There have been too many years. Too many decades of trying to guess who you might be. Better that you forget, and move on to who you are now.

You still have the nightmares. I know that you still wake some nights, cold and shivering: rank,  with the fear sweat soaking into the bedding. I hear the gasping, panting breath forced from you as you run, endlessly, from the things in your dreams that seek you out and hunt you down. And I know that some of those dreams have haunted you since you were small... so small that you should not remember. So small that you should not have been able to form or comprehend the images, let alone remember them. And now, when they come to you in the darkness, in the distant recesses of your unconscious, you know them. You are so distressingly familiar with them that you whine in your sleep because you know what is coming, just as surely as you know that you can't escape it.

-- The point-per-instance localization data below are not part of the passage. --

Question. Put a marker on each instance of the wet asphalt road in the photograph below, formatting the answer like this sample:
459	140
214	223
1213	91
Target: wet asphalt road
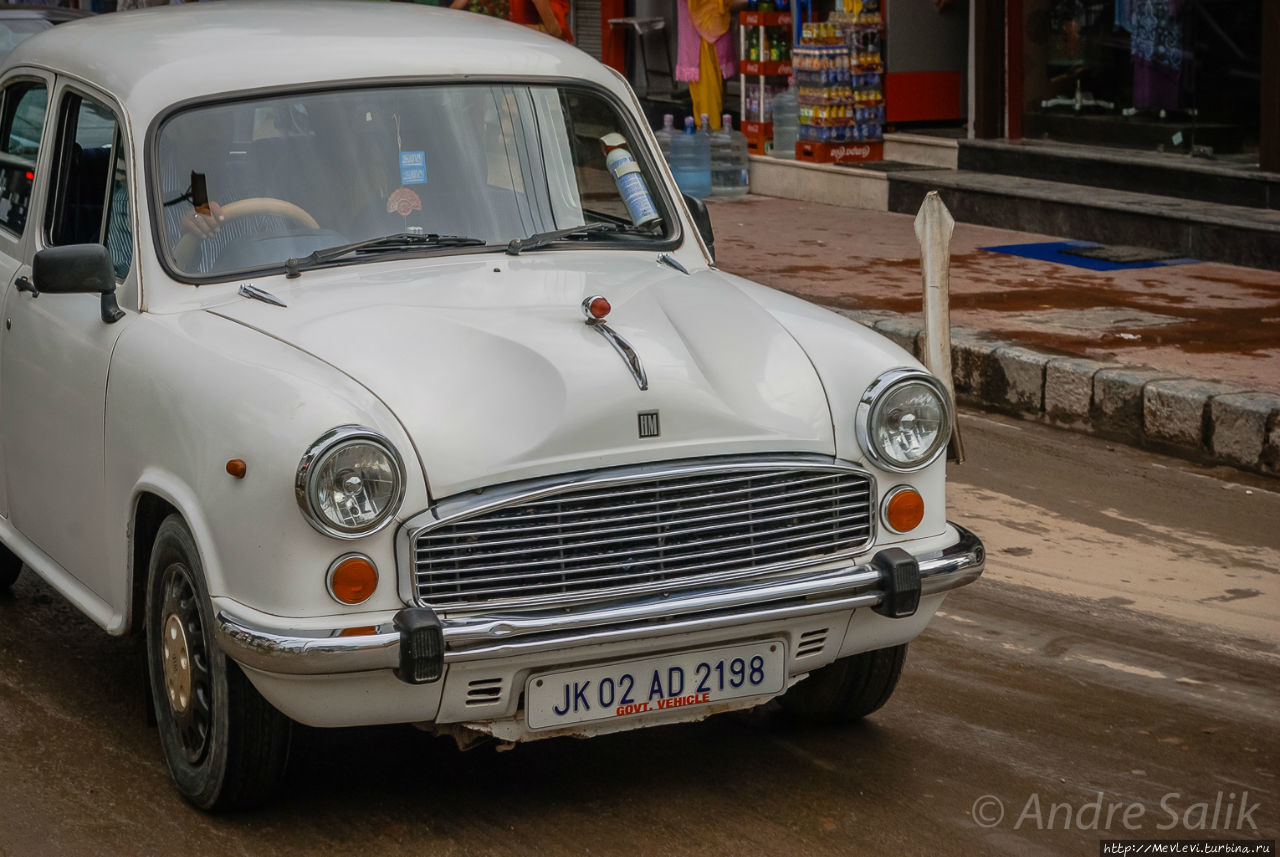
1124	644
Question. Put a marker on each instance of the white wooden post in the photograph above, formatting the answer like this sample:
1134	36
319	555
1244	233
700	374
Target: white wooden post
933	228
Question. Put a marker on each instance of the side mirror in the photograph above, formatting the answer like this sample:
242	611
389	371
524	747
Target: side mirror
78	269
703	220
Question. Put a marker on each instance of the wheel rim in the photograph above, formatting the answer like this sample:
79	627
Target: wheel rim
184	660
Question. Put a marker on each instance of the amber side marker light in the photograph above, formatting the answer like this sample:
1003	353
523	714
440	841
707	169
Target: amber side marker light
904	509
352	578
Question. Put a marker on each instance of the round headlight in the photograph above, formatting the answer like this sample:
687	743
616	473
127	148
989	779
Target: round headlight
904	420
350	482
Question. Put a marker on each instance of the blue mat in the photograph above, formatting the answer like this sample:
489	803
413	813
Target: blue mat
1052	251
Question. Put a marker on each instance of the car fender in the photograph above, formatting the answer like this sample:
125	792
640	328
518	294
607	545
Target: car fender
190	392
848	357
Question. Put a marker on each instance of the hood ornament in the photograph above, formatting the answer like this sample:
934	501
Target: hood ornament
595	308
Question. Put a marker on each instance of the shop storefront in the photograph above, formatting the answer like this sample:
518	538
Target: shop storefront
1179	76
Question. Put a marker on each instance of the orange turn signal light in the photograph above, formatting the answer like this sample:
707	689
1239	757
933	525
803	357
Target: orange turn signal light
904	509
352	578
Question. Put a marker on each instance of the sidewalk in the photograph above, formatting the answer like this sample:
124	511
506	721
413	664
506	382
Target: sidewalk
1183	358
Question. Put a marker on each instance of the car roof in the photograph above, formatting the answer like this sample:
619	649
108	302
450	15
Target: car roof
44	13
154	58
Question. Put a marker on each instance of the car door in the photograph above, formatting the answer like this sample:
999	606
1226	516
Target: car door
23	108
56	348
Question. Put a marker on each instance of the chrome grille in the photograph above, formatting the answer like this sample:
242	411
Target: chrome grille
635	532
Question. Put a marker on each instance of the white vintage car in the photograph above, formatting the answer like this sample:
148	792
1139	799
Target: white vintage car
366	360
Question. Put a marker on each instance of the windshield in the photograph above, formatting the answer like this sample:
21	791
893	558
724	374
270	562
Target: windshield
256	183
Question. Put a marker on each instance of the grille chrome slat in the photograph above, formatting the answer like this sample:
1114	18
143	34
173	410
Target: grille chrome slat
630	554
813	496
483	573
574	539
524	585
607	536
533	516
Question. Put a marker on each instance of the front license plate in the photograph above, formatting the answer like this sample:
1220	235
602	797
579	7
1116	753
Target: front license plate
653	684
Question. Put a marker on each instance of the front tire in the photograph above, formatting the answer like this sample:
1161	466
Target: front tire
9	568
225	746
849	688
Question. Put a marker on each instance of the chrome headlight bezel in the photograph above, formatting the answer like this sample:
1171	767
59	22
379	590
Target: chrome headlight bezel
304	482
874	397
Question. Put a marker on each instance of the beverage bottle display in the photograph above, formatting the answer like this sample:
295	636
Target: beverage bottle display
666	134
691	161
786	123
730	165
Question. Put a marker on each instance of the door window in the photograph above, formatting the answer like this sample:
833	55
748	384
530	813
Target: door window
90	198
22	120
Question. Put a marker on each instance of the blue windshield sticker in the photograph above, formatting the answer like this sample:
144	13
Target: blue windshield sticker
412	168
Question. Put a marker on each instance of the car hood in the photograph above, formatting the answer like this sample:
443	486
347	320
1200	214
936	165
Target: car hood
494	374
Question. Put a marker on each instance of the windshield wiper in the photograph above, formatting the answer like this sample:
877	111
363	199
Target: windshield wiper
543	238
396	242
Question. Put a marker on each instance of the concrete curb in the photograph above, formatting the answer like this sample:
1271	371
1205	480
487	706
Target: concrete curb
1193	418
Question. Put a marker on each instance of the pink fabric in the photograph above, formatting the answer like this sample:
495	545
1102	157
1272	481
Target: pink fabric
689	42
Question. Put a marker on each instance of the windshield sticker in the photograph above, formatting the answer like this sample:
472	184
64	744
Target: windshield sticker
412	168
403	202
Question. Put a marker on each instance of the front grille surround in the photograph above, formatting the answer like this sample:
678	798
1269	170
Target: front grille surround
726	509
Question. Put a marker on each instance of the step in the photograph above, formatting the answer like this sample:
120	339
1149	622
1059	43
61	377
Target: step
1205	230
1160	173
920	149
1136	132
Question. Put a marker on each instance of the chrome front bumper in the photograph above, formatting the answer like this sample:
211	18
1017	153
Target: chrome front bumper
469	638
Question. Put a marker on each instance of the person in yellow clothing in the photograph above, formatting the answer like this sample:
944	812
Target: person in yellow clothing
705	53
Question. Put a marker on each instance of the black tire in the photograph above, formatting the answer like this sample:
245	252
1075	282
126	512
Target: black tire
849	688
225	746
9	568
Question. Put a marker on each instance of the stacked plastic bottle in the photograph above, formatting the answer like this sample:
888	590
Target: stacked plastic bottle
786	123
666	134
730	165
691	161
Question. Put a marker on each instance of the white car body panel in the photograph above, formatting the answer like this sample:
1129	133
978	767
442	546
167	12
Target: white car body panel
533	390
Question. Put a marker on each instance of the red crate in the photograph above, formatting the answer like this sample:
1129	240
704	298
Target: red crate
764	18
766	67
817	152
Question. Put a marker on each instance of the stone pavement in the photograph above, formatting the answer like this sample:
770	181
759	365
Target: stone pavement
1184	360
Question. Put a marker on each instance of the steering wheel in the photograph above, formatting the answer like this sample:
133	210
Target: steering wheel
188	246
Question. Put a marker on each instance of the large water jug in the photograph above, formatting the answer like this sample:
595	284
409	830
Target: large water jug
666	134
786	123
691	161
730	165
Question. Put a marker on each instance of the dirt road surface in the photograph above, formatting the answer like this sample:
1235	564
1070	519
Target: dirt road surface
1121	651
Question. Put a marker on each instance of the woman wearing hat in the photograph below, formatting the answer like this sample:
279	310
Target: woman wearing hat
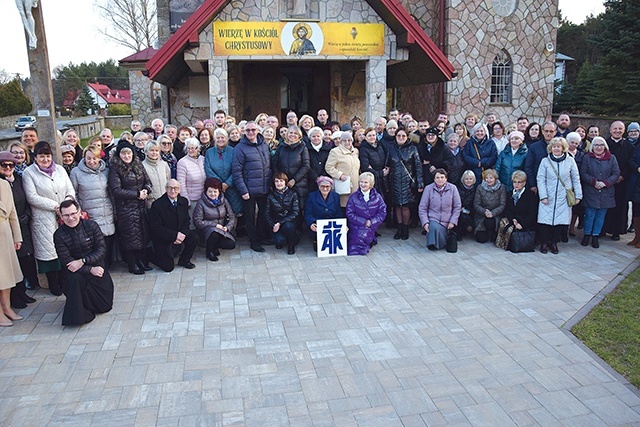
214	219
322	204
130	186
19	297
46	185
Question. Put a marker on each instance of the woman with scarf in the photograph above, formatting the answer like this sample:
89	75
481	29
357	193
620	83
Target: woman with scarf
557	173
46	185
214	219
599	171
488	206
439	209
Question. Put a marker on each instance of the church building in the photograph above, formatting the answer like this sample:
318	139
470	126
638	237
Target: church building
350	57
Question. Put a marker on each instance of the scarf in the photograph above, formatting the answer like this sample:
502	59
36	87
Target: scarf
49	171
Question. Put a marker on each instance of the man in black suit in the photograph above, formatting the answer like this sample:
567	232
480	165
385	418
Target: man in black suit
170	234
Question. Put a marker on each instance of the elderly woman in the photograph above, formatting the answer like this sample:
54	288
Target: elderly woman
157	169
373	158
521	204
365	211
282	213
10	241
214	219
19	297
70	137
557	173
190	173
217	164
130	186
480	153
91	181
488	206
467	191
511	159
166	154
343	164
406	181
321	204
46	185
21	153
599	172
439	209
292	158
318	154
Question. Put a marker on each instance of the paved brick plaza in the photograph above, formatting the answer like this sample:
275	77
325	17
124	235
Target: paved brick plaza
402	337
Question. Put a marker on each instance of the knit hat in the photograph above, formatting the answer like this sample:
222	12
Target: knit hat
42	147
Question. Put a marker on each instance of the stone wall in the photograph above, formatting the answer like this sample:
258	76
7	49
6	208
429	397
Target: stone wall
476	33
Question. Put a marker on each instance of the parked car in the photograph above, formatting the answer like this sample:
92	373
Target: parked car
25	122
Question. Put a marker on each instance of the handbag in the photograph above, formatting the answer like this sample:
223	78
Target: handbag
522	241
452	241
571	195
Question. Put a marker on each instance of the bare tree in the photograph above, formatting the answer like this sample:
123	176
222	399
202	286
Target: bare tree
130	23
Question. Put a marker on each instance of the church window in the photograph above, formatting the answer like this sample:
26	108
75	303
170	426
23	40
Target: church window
501	78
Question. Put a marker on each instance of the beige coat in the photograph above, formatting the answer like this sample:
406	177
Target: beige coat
10	272
344	161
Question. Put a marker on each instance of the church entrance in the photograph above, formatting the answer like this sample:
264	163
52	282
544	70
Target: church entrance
277	87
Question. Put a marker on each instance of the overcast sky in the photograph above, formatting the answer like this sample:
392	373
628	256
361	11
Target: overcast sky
72	35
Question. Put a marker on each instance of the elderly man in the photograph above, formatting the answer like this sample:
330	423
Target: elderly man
251	171
169	225
617	218
81	250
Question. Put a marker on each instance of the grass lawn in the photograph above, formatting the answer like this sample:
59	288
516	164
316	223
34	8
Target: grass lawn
612	328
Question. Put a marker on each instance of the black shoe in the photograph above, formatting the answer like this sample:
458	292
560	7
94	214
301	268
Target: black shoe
143	266
257	248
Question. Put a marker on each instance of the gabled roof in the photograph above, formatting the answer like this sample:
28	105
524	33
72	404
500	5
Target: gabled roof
426	64
111	96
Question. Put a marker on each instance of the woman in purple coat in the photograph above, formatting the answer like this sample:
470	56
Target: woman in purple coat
366	210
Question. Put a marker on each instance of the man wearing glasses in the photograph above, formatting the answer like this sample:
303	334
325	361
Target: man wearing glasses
81	250
251	175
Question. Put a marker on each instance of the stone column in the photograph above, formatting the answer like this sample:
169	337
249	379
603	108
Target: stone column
376	90
41	85
218	85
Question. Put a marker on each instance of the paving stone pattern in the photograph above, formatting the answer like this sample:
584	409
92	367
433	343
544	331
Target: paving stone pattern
401	337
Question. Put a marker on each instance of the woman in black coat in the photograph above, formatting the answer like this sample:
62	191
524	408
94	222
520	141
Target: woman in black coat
282	213
318	154
406	180
292	159
373	158
130	185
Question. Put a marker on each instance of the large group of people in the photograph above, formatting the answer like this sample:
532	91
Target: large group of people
152	195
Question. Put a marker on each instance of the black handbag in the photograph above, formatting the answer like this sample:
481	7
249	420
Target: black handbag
452	242
522	241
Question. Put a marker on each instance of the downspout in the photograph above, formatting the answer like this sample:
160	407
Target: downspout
441	45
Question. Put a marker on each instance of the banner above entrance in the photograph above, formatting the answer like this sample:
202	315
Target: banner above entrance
297	38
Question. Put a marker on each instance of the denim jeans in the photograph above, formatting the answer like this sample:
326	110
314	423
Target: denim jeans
593	221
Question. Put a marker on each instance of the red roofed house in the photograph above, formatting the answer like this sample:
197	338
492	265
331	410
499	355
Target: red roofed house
350	57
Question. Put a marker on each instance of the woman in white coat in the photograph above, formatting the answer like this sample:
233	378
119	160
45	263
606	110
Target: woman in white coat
46	185
557	173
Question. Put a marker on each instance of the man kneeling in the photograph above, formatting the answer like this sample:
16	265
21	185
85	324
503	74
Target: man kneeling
81	250
170	234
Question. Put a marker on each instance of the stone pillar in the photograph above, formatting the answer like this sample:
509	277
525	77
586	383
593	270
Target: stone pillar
376	90
218	85
41	85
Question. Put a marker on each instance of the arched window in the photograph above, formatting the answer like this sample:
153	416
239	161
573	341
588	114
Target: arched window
501	73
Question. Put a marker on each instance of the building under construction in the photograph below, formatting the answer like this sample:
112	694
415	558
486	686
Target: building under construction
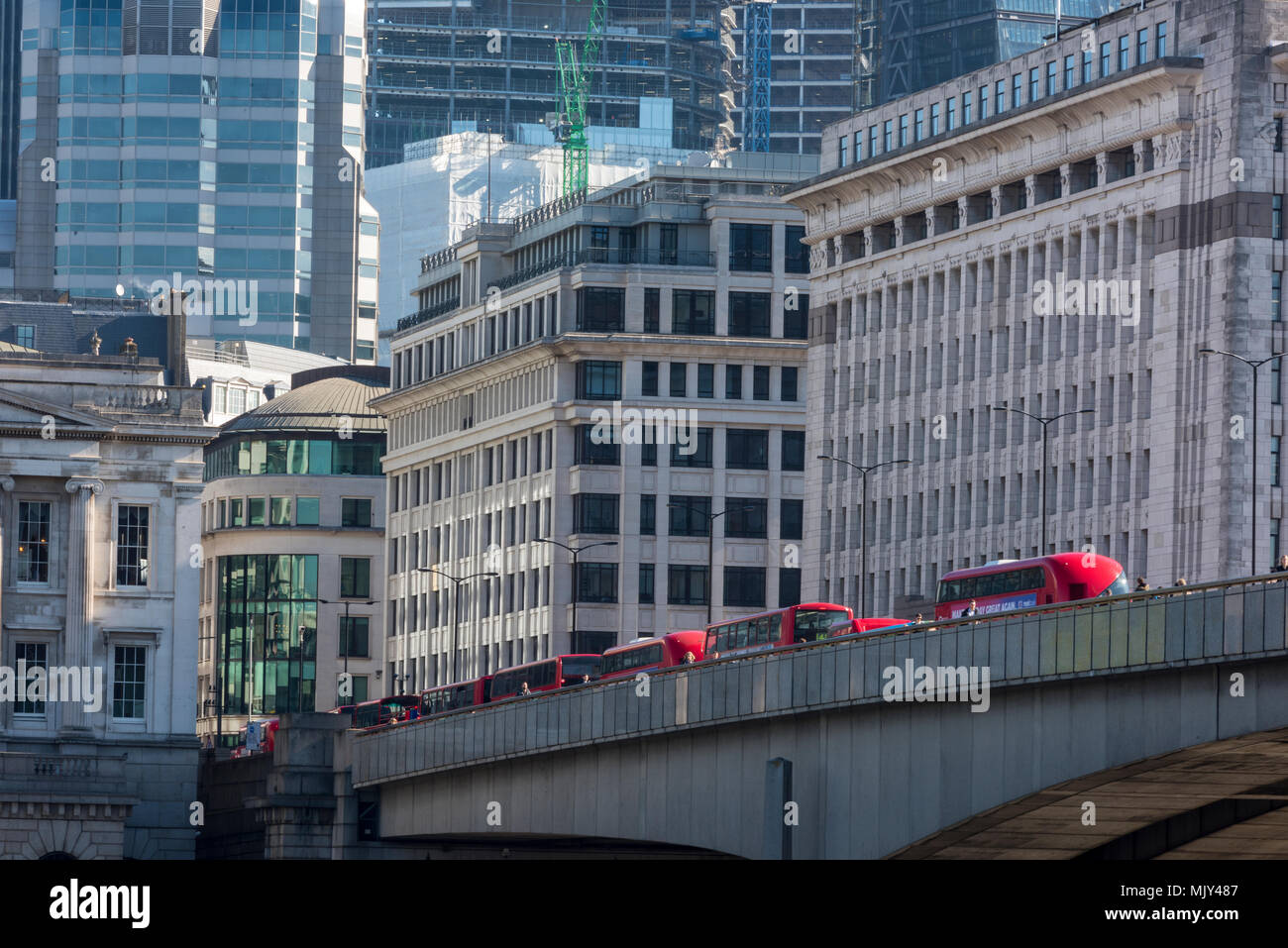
490	65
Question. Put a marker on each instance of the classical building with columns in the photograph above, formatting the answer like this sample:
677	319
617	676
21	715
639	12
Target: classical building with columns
99	527
1060	232
682	292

Some say that dreams are simply a way for your mind, your subconscious, to work through and make sense of things that have happened to you. Making sense of your day; your world.  Others say they are simply unfettered imagination - your mind, released by sleep, running free.

But a few, like your grandmother, knew that sometimes, dreams are warnings. Portents of things to come - changes. Events.Experiences.. things that you need to be aware of, in order to avoid them.. or to survive, whichever their circumstances dictate.  You...

You


Survivor. Escapee? Not you. You never avoided: there was no opportunity for that. You were dragged in, and through, and out the other side of a hell not of your making.  You survived: but not unscathed.

Some say you are broken. Some say that you are a victim, destroyed by the acts of others..  We know how wrong they are. We know YOU. damaged, yes: but not broken. Not entirely. Victimised, perhaps: but no longer a victim. You came through, scarred and different, but you came through nonetheless. You... no longer who you once were. Not now who you were originally destined to be... but always, ever, and completely You.

I know you. I know you well... and yet there is so much more to know.

You.  Remember?  Always You.

I know you. Because, despite every shattering event that tried to make it otherwise.. I AM You.